AMC’s The Walking Dead explores this new sense of reality. The incredibly popular series begins with a zombie girl shambling her little bunny-slippered feet between abandoned cars outside of Atlanta. Her face is shot off within the first five minutes, setting an unsurprising tone of tantalizing gore. However, as the show progresses, zombie kills are still awesome but they aren’t the only threat. Survivors are picked off just as often by themselves and each other, and characters tend to find themselves in ordinary, pre-apocalyptic pickles, like hunting accidents and car wrecks. The main difference: that careless jaywalker who wrecks your ride happens to be an undead that would like to pull you out of your pinned car and eat your face. The reward for surviving all this is the forced pondering of humanity and society.

As academia and cable TV explore zombie metaphors, director Jonathan Levine explores the genre with his own spin: zombie romance (the zom-rom, if you will). Warm Bodies is based on a novel about a young zombie who slowly shuffles his flesh-eating undead corpse into the heart of a cute living teenager.

The story offers up a typical post-everything scenario: a dreary, survivalist North America where the hungry undead roam while the living stay huddled in salvaged sports domes.
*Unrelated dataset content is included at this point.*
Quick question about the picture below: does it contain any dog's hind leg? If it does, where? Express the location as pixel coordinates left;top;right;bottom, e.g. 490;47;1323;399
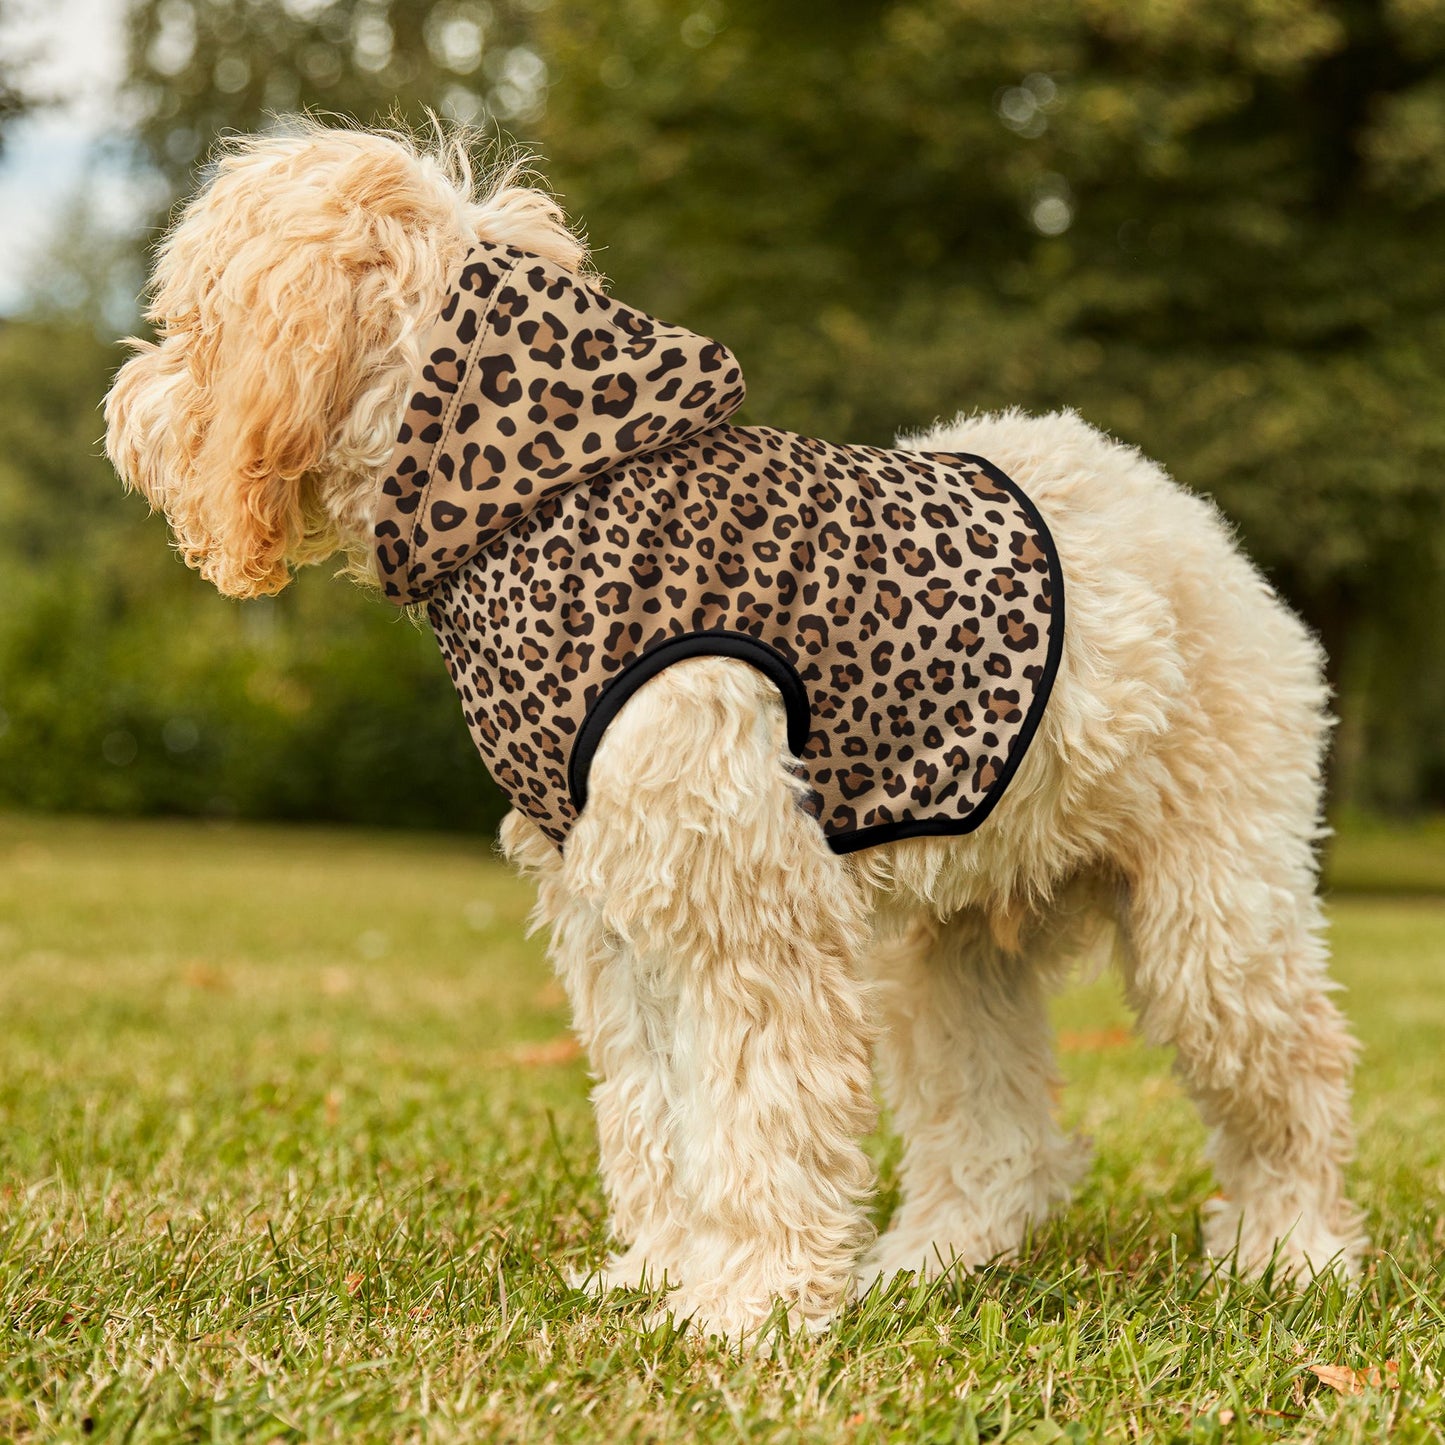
1119;833;1364;1280
560;657;878;1342
860;908;1089;1288
1104;578;1365;1279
The young zombie, R, can’t access enough of his old life to remember the rest of his name, but finds himself unexpectedly attuned to human emotions after a routine brain feast surges him with the strong memories of the victim, a man who died while protecting his lover. R faces an existential crisis as he falls in love with the victim’s girlfriend, Julie. The novel follows the two star-crossed lovers as R grapples with humanity and enjoys Frank Sinatra records, and Julie defies her father, a general in the zombie war, while taking comfort in her best friend and confidant.

This plot may ring a bell for you if you are at all familiar with Romeo and Juliet. Yes, you can now get your zombie fiction with generous allusions to Shakespeare, and the surprising part is that it’s not a zombie spin-off a literary classic like Pride, Prejudice, and Zombies. The film stands on its own by exploring the idea of a zombie protagonist who struggles to find his humanity amid cynicism, despair, and survivalism. Can’t we all relate?

Over the past 43 years zombies have offered us a fascinating opportunity to mentally vacate our comfortable lifestyles and flirt with the unthinkable. Thriller put zombies to a beat, director Danny Boyle revamped them as if they had jet packs in 28 Days Later, and Woody Harrelson rocked the archetypical survivor role in Zombieland. Our fascination is, much like actual zombies, the genre that refuses to die. Until we are wiped off the face of the Earth, zombies, like Twinkies (except so much better), will most likely stick around.